If you stand in the Central Court of Knossos –

or in what is assumed to be the court –

and look north you can see, above the trees,

the top of the white geodesic radome

of a US air force tracking station

outside the hillside village of Gournes

less than ten miles from Iraklion.

 

The station was abandoned in ’94,

presumably as a contribution to

‘the end of history’. Much of it

has been looted and vandalised and left

to weeds but some parts house an aquarium,

a dinosaur park, an animal shelter.

Now Cyprus, Greece and Israel are allied –

in part to exploit off-shore gas reserves –

there is talk the base may be re-opened.

 

Sometimes in the millennia-old ruins

of the palace – the causes of whose

unrecorded abandonment has filled

volumes of conjecture – you may believe

you can hear a peacock calling, calling

in all its finery.

 

 

 

 

 

HIMALAYAN CHARNEL

Though there were rumours for a millennium

the first officially recorded sighting

of skeletons – at more than sixteen thousand feet

around the glacial, Lake Roopkund

in Uttarukhand’s Chamoli district –

was by a border guard in 1940.

The authorities thought a company

of Japanese soldiers had frozen to death

trying to invade India from the north

via Tibet but the bones were too old.

 

There were other hypotheses.

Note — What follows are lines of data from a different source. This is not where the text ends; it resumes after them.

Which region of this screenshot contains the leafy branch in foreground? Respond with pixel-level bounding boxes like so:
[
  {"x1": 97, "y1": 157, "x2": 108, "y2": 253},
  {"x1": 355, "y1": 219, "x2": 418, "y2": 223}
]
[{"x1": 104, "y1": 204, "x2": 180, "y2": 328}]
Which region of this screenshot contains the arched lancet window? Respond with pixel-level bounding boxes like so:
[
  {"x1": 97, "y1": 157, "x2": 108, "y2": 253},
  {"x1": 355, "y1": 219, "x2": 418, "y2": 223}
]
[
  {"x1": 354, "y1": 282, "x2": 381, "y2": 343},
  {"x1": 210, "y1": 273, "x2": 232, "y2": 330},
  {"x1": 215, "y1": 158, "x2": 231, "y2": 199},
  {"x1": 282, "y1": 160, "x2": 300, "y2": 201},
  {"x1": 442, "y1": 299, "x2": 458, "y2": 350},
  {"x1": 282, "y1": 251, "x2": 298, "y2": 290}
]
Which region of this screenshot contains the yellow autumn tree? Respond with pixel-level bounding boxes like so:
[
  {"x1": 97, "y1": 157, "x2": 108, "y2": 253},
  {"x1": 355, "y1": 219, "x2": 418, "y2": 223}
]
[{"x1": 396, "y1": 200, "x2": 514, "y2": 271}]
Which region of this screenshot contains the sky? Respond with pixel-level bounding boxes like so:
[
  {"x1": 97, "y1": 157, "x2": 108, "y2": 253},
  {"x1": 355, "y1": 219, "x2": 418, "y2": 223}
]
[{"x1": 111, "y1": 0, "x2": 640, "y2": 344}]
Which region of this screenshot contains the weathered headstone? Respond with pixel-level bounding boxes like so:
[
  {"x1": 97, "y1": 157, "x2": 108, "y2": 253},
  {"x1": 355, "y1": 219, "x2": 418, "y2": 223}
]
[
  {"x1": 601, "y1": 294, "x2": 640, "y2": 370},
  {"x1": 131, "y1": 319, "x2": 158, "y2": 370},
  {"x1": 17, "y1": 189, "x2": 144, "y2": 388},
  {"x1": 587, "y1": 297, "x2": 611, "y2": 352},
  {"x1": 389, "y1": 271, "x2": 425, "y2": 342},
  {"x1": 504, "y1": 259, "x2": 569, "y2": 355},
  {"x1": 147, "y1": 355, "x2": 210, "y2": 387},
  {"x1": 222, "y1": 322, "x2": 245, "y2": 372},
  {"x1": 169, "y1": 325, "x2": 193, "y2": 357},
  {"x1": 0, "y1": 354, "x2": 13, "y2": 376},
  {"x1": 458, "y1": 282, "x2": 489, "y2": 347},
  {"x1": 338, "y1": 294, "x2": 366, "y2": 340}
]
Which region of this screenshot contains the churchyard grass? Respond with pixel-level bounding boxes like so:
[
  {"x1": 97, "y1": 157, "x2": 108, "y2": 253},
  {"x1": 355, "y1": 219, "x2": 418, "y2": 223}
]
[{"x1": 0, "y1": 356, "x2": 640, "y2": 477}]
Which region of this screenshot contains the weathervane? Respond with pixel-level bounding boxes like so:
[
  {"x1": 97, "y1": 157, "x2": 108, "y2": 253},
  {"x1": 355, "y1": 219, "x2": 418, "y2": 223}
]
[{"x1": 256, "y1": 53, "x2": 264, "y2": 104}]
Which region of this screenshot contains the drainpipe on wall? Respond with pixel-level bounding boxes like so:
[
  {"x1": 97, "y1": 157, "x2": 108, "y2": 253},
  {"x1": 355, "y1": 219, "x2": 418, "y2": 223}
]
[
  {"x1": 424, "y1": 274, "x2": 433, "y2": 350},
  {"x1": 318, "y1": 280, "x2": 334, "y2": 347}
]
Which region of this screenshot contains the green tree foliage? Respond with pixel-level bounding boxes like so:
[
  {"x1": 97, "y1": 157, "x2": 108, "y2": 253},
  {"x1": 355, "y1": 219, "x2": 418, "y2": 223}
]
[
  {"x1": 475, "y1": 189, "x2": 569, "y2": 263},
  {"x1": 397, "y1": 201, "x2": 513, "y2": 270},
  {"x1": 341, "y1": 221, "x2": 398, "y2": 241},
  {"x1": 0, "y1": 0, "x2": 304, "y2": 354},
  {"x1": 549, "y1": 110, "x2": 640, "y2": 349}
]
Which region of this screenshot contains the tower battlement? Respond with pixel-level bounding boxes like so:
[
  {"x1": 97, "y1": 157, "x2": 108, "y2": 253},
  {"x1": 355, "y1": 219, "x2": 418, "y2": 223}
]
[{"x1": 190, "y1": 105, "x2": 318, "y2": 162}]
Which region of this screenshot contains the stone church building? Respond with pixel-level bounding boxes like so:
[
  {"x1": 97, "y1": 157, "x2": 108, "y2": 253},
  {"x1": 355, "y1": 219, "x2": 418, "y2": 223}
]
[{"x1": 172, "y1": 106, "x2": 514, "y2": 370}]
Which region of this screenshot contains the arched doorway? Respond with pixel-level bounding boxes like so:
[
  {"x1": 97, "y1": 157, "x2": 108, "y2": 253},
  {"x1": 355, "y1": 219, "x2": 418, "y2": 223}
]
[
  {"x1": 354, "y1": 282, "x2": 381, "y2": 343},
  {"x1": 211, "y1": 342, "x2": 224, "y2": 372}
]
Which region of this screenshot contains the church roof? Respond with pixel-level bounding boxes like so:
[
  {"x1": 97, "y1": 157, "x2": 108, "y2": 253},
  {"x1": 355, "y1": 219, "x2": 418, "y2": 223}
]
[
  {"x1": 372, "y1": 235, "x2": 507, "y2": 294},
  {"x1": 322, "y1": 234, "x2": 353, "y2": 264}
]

A large group –

two hundred in total – of pilgrims

and their bearers, heading to the temples

in the forested valleys of the south,

were caught in a hailstorm with no shelter,

hail ‘like cricket balls’ – a simile

befitting a cricketing nation –

that clubbed to death each man, woman and child.

 

DNA tests show most of the remains

are local, but one is from the East,

possibly Java or Japan, and fourteen

from Crete and Greece  – strayed remnants maybe

from the army of Alexander the Great?

 

The place has become popular with tourist-

trekkers, so much so the authorities

have closed off the whole area. Made

wrong-headed by the altitude, perhaps,

back-packers secreted skulls as souvenirs.